The protesters tore down pictures of Iranian Supreme Leader Ali Khamenei and former Quds Force commander Qassem Soleimani.

This came after angry youths, during the funeral of the 22-year-old girl, who died as a result of torture at the hands of security, in her hometown of Saqqaz in Iranian Kurdistan, tore up pictures of Iranian Supreme Leader Ali Khamenei, stoned her and then burned her.

Death to Khamenei

Also, a number of protesters who gathered after the funeral in front of the mayor of this Kurdish city, chanted “Death to the dictator” and “Shame on you” in reference to Khamenei.

Meanwhile, the security forces confronted the demonstrators and fired bullets to disperse them, as a result of which a number of them were injured, according to the “Hengau” human rights organization.

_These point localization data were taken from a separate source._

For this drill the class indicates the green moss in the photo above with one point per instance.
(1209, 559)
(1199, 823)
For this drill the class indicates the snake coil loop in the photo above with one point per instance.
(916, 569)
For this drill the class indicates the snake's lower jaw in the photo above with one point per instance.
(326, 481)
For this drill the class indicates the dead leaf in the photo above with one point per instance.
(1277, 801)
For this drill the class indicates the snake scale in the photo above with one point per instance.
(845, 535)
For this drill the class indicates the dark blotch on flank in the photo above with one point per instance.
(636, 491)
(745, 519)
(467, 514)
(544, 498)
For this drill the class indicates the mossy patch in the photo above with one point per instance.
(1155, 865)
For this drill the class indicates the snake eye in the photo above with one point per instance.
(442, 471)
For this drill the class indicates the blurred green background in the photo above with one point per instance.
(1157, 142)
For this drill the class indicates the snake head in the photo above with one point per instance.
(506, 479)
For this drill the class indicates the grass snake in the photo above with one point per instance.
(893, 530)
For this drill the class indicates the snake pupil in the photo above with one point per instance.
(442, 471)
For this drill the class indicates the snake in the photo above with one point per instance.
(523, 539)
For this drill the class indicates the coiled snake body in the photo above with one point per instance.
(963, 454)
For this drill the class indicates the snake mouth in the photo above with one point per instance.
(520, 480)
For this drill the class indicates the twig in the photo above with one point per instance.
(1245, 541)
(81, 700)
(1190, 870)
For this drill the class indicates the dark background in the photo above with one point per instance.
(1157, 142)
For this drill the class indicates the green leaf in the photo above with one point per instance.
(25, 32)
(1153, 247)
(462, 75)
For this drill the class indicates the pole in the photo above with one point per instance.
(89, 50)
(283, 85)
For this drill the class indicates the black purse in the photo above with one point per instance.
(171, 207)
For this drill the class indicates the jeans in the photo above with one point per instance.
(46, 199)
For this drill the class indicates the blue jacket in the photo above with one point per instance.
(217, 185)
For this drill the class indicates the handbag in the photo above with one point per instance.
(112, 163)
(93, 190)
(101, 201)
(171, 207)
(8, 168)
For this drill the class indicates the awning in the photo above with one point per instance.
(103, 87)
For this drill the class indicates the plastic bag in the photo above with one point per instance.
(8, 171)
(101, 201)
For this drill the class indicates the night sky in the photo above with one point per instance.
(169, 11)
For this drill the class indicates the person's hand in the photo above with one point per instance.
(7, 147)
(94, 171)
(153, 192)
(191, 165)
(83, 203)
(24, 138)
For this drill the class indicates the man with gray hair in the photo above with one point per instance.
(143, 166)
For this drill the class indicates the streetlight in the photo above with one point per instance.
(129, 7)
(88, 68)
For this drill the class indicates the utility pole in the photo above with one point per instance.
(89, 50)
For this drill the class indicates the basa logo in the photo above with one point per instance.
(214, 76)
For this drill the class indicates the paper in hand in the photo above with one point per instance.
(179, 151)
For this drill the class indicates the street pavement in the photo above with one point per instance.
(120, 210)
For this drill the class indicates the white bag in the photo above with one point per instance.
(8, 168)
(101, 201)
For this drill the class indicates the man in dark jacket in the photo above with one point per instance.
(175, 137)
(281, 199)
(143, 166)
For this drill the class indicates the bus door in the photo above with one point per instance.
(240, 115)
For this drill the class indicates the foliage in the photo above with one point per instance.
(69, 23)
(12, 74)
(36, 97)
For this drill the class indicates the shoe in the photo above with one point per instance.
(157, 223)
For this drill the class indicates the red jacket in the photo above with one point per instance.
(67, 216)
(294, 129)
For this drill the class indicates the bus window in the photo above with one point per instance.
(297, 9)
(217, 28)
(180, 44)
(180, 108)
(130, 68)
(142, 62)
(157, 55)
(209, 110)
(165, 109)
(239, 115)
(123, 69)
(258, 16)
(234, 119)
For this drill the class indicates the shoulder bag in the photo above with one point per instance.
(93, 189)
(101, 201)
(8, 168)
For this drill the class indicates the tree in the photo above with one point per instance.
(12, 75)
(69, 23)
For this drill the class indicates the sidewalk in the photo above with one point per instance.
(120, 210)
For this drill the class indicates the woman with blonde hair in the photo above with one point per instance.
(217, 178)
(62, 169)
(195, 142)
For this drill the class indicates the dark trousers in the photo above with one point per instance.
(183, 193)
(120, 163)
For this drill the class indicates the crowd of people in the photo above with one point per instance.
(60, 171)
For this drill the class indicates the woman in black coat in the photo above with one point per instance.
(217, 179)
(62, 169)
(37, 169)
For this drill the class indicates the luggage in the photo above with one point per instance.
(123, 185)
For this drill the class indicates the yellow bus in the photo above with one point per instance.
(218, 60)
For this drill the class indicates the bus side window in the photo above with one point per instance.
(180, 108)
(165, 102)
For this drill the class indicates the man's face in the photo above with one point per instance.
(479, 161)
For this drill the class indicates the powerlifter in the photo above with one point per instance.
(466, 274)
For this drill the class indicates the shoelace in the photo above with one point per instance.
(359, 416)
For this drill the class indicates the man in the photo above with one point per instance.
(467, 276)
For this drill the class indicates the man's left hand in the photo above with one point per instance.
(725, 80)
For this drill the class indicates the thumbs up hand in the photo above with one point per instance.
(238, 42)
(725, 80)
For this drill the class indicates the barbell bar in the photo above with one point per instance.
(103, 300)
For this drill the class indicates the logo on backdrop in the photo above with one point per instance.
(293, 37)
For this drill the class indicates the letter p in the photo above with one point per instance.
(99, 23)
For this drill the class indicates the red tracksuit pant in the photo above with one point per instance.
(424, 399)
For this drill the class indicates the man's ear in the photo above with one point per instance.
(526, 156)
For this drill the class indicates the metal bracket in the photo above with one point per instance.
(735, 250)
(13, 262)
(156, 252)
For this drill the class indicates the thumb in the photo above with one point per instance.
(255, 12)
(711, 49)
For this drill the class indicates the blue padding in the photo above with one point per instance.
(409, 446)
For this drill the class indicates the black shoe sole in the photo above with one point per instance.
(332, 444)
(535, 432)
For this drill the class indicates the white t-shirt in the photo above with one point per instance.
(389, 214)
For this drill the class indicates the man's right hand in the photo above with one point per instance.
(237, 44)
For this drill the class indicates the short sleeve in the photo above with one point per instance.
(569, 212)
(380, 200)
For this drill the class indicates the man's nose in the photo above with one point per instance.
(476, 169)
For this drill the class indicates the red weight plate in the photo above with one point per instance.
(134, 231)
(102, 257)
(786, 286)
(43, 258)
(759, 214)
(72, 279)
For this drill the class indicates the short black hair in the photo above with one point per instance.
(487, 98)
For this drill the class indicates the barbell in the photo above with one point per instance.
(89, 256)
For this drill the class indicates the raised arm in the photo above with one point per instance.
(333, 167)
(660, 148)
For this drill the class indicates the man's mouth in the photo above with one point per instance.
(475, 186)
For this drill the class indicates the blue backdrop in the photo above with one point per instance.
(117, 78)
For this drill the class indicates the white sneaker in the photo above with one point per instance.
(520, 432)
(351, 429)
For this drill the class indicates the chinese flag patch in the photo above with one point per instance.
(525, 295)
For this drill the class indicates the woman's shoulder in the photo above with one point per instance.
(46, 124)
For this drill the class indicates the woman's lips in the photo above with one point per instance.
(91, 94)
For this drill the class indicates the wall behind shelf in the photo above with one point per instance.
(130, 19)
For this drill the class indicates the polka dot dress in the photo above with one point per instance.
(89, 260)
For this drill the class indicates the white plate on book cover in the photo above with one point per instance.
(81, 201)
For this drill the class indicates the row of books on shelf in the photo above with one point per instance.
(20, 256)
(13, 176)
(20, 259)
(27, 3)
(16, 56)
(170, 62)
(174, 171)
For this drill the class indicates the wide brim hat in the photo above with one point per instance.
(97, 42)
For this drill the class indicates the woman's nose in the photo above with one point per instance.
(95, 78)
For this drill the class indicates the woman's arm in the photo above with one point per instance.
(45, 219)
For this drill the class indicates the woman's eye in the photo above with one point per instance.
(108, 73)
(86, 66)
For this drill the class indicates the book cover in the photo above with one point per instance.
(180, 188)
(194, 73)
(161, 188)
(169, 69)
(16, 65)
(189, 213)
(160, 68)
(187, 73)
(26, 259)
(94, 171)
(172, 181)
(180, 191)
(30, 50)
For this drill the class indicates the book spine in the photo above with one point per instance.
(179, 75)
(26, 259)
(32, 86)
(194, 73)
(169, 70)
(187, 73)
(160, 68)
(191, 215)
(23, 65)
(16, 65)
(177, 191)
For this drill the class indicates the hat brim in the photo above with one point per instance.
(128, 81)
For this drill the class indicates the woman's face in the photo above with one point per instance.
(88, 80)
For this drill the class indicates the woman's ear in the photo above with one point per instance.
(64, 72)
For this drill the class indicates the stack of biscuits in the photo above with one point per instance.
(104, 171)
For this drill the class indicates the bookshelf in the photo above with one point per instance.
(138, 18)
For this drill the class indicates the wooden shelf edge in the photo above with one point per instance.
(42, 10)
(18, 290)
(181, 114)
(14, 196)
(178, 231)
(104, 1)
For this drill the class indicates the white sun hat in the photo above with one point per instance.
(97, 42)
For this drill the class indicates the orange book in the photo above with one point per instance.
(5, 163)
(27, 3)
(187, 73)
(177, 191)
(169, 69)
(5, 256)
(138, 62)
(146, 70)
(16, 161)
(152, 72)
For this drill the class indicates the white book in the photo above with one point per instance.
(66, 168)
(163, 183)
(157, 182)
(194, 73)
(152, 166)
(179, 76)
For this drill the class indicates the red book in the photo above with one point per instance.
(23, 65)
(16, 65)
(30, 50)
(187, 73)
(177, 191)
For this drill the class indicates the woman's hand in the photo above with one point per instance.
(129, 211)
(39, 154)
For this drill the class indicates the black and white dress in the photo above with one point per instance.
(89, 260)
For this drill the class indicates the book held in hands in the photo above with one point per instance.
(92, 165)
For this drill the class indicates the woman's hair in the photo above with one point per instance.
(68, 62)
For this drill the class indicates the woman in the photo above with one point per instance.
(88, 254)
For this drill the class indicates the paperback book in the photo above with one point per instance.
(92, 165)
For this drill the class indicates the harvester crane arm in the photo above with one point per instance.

Arrest and torture to death

It is reported that the twenty-year-old woman, whose full name is Gina (Mahsa) Amini, had come a few days ago from Saqqaz city to Tehran with her family to visit her relatives. However, the religious police, or what is known as the morality police, arrested her last Tuesday, and took her with others to prison, for wearing a “non-meeting veil”, on the pretext that she had undergone a counseling and orientation course in morals, according to her claim.

While she assured her brother that she would be released after an hour, but that did not happen. Rather, the young woman was transferred to Kisra Hospital in the capital on Wednesday in a complete cerebral coma, almost dead, for her family to confirm later that she had died.

The young woman’s death came amid a growing debate inside and outside Iran about the morality police’s violent behavior and strict laws. Over the past years, several women’s campaigns have been organized in the country against the imposition of the compulsory veil, but the authorities have suppressed it every time, arresting dozens of activists.